I would like to filter subdirectories (skip them) while creating tar(gz) file with tarfile (python 3.4).
Files on disk:
- /home/myuser/temp/test1/
- /home/myuser/temp/test1/home/foo.txt
- /home/myuser/temp/test1/thing/bar.jpg
- /home/myuser/temp/test1/lemon/juice.png
- /home/myuser/temp/test1/
Tried to compress /home/myuser/temp/test1/
by tarfile.add()
.
I use with- and without-path modes.
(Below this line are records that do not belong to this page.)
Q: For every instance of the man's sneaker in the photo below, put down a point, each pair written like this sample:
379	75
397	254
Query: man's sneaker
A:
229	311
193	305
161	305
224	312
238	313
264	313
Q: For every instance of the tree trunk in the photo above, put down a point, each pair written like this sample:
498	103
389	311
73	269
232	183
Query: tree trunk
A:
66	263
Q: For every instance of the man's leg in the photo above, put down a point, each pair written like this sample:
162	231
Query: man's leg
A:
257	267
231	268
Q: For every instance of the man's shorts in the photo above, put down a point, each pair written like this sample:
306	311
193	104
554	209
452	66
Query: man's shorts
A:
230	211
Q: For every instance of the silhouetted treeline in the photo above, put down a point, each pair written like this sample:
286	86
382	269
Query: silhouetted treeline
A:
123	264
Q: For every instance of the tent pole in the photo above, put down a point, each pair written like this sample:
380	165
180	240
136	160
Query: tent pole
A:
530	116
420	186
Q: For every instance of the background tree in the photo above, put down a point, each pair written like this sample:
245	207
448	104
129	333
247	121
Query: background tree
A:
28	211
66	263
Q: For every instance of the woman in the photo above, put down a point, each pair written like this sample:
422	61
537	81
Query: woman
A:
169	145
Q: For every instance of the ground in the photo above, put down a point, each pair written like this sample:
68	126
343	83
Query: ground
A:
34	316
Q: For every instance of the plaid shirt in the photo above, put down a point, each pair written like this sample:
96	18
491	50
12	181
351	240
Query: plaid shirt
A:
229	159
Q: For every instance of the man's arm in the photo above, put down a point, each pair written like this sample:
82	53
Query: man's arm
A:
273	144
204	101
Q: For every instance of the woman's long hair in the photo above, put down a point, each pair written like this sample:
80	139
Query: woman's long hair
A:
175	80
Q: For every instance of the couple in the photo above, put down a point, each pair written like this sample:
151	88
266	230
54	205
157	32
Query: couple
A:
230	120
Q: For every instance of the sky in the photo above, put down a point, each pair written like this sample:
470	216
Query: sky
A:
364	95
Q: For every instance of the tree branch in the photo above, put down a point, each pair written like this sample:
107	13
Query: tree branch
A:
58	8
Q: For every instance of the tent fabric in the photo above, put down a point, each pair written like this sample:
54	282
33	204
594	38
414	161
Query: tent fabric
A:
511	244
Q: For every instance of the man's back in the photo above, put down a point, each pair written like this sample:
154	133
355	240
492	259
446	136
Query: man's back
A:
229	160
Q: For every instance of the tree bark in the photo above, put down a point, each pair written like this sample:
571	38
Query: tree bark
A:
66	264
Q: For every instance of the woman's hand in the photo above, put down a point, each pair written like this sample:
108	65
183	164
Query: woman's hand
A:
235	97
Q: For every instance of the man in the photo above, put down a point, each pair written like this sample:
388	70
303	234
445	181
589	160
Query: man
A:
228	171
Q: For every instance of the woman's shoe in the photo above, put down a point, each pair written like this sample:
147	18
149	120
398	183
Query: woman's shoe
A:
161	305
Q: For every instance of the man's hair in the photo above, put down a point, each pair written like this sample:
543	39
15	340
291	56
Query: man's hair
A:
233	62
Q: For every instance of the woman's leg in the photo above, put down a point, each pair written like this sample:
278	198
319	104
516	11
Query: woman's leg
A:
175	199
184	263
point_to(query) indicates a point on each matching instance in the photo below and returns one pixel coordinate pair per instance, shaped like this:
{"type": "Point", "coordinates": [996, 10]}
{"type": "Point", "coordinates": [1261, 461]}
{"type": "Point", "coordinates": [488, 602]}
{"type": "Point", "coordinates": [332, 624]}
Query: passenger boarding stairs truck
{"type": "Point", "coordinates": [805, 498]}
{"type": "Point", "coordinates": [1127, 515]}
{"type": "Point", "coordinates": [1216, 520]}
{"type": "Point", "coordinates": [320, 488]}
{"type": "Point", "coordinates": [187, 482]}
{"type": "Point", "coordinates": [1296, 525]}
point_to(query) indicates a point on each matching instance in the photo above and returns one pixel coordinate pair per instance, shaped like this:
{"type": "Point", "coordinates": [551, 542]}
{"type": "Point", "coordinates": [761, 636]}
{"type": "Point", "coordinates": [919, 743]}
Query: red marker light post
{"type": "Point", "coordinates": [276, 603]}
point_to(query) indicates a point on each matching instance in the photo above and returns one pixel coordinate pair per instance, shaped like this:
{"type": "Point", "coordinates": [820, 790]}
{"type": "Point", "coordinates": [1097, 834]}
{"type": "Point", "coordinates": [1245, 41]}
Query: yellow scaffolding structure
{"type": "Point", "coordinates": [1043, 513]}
With full path it's OK, but with short path I have this problem:
directory exclusion doesn't work because tarfile.add() passes the arcname
parameter to filter method - not name
parameter!
archive.add(entry, arcname=os.path.basename(entry), filter=self.filter_general)
Example:
file: /home/myuser/temp/test1/thing/bar.jpg
-> arcname = test1/thing/bar.jpg
So because of /home/myuser/temp/test1/thing
element in exclude_dir_fullpath
, the filter method should exclude this file, but it can not because filter method gets test1/thing/bar.jpg
.
How could I access tarfile.add()'s 'name' parameter in filter method?
def filter_general(item):
exclude_dir_fullpath = ['/home/myuser/temp/test1/thing', '/home/myuser/temp/test1/lemon']
if any(dirname in item.name for dirname in exclude_dir_fullpath):
print("Exclude fullpath dir matched at: %s" % item.name) # DEBUG
return None
return item
def compress_tar():
filepath = '/tmp/test.tar.gz'
include_dir = '/home/myuser/temp/test1/'
archive = tarfile.open(name=filepath, mode="w:gz")
archive.add(include_dir, arcname=os.path.basename(include_dir), filter=filter_general)
compress_tar()